Times When Camellias Need Help

It’s too bad that some of the best places for growing camellias lie in hurricane country. Camellias can tolerate a lot of indignity from weather, but when gardens are submerged or blown down, it can take major intervention to save prized plants.

Hurricane Isabel had the most dramatic impact on our property

In the past three decades, hurly burly weather systems have walloped our garden: two major hurricanes, Isabel and Irene, tornadoes, high-velocity straight-line winds, lightning strikes, nor’easters, ice storms, flooding, and one brutally cold winter.

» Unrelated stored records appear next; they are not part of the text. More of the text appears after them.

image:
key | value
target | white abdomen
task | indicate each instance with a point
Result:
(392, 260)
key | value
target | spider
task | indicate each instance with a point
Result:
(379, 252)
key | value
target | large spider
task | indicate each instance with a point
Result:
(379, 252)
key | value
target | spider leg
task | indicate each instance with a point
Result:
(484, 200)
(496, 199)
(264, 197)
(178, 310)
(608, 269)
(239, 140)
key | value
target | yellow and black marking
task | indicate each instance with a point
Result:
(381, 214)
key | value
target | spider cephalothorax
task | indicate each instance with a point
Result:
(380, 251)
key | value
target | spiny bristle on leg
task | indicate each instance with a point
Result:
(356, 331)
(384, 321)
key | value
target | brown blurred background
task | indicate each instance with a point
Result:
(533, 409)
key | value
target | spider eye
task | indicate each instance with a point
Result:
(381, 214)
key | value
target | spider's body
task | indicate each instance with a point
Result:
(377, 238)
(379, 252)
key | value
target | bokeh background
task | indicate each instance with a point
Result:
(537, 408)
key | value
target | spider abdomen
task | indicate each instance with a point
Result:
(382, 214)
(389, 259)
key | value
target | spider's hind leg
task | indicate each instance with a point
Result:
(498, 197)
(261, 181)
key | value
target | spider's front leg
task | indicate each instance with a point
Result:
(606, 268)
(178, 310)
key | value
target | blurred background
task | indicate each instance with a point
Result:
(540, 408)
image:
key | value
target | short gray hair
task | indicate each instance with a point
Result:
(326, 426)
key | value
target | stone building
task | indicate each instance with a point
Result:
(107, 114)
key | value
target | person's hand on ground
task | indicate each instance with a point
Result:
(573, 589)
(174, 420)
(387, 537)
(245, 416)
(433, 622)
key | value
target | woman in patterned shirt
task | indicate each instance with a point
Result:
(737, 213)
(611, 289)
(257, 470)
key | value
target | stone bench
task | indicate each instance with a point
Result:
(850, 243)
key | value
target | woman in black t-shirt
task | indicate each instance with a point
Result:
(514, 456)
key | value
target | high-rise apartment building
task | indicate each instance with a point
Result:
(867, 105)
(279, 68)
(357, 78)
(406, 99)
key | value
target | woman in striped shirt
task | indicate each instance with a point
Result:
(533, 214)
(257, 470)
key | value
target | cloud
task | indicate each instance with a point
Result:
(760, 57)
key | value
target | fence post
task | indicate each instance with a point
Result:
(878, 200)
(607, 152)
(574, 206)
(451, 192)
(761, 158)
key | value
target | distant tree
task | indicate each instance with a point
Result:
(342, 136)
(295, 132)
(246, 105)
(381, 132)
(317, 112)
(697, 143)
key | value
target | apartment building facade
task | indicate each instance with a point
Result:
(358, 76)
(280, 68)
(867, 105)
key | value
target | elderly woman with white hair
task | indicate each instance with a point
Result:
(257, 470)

Having seen some of our favorites broken up, submerged, or dashed to the ground, we had to learn to give them a hand.

Heavy clay soil and a high water table are no allies in this endeavor.

Two pines landed on the roof. Initially the plants beneath seemed undamaged but most eventually had to be removed

Sometimes we were successful. Sometimes not.

If we were not successful, it was usually because we waited too long to act.

We may not have understood what was happening, or we may not have been observant enough.

Or maybe we were just too tired from cleaning up.

Here are some ways we have successfully tackled storm damage to camellias and other plants.

When Small, Manageable Camellias Need Help

Adding pine bark to potting soil will help drainage, about a 50-50 mix

If small camellias are in trouble because soil drainage or exposure to sun has changed, we dig them and repot them in fairly coarse potting soil.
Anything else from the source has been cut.